If you look at the 11 most populated states, there are three blue states – California, New York, and Illinois, three Red states – Florida, Ohio, and Texas, and five swing states – Arizona, Pennsylvania, Georgia, North Carolina, and Michigan.
The Blue States have Democratic governors and both the state house and senate are controlled by Democrats. The Red States are completely controlled by Republicans. In the swing states, it should not be a surprise that there is a mixture in each state with four of these states having Democratic governors, and four have Republican house and senate control. The caveats are Georgia, which has complete republican control, Pennsylvania which has only a GOP-controlled senate, and Nevada which has a GOP governor, but both the senate and house are controlled by democrats.
When combining the political makeup of these states, it is clear that swing states are at or a little above the national averages for unemployment and gross domestic product growth (GDP). Red States lead the nation in both low unemployment and GDP growth, while blue states are a drag on the economy far exceeding unemployment rates for the nation and falling well below the national average for GDP growth.
Putting the national economic “recovery” in perspective, as we get closer to election day, Biden will march out national statistics like “for the first time since 1960, there have been two years, 2022 and 2023, where the unemployment rate was below 4 percent.” This is a true statement, but the devil is in the details. It isn’t a national economic recovery, it is a Red State Recovery.
The truth is, national figures have nothing to do with Biden’s failed economic policies and have everything to do with conservative economic principles being applied in Red states, specifically, Texas and Florida.
Looking at the unemployment and GDP by these 12 states, you can clearly see how the blue and Red states with the largest populations are pulling the economy and unemployment rates in opposite directions with blue states being a drag on the economy while Red states are fueling the economy.
For the most part, swing states are at the national average except for Georgia which is a “Red controlled state” and beats both the national unemployment and GDP figures, and Nevada which is a little bit of an outlier because they have the highest growth in GDP in the 4th quarter of 2023. When that happens, it also tends to skew unemployment figures because in a boon, many people move to the boon area and don’t find work right away. So, this graph shows swing state averages with and without Nevada. I also excluded the third largest Red and blue states so you can see the comparison of Florida/Texas vs. California/New York. These four states represent 37.3 percent of the national GDP.
When you compare these four states, you can clearly see the “Red State Recovery” that is driving national economic indicators.

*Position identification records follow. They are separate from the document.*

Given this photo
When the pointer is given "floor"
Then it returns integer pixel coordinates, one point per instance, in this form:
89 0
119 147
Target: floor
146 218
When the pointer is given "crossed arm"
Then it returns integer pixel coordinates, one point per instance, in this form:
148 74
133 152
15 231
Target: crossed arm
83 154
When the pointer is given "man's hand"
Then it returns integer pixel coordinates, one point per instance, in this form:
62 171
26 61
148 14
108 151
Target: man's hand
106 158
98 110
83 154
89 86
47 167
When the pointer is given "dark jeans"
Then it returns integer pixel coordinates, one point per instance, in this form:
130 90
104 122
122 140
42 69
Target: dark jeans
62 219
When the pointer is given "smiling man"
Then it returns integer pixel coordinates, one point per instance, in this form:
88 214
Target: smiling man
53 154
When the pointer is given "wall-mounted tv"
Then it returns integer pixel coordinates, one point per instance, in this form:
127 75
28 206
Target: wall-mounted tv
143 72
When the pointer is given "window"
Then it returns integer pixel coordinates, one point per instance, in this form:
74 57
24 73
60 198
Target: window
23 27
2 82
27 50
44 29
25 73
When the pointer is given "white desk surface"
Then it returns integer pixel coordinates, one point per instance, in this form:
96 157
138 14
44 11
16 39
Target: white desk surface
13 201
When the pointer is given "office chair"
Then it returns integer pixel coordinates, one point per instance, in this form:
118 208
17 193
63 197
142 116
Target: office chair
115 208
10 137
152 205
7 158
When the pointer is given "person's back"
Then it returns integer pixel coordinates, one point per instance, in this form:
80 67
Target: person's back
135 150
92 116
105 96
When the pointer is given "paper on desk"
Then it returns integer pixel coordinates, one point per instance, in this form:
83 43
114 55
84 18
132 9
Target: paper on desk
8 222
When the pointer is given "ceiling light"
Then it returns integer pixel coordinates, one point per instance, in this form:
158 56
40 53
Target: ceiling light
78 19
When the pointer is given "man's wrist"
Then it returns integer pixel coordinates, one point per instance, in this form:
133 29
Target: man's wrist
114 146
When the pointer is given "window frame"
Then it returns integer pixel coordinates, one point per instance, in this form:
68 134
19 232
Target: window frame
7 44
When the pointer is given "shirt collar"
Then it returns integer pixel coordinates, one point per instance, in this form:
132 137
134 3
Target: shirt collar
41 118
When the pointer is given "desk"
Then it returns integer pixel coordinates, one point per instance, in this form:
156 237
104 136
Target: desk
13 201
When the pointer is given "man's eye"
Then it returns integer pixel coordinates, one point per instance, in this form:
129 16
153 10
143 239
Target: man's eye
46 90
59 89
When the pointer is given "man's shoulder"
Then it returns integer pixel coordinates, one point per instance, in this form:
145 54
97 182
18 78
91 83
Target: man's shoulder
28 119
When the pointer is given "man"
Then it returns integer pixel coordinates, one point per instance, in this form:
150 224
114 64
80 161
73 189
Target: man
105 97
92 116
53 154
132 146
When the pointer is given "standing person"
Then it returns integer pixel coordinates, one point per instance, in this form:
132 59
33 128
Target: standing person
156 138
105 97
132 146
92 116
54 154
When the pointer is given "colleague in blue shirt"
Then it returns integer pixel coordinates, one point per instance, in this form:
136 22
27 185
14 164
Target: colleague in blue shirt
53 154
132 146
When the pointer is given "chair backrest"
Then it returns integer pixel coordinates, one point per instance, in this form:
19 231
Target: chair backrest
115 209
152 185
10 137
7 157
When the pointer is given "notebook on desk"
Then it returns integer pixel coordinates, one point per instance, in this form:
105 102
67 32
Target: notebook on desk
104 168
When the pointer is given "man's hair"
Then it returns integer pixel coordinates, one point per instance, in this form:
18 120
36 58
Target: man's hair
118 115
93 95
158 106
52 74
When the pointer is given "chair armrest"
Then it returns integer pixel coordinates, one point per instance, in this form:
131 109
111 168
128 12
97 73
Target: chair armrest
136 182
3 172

Florida/Texas’ unemployment rate is an average of 3.5 percent while California/New York’s average is 4.85 percent. This is an even larger indicator of the drag New York and California have on the economy when you realize that California/New York is 18.1 percent of the U.S. population and Florida/Texas is 15.1 percent. The national unemployment rate is 3.9 percent.
The numbers get even worse when you compare the four with GDP. Florida/Texas’ GDP growth is an average of 4.8 percent while California/New York’s average is just 2.8 percent. The national average is 3.4 percent, and you can clearly see that positive aspects of the economy are being driven by positive economic activity in Red states.
It is pretty clear that Republicans are doing something right in states while Democrats are heading in the wrong direction.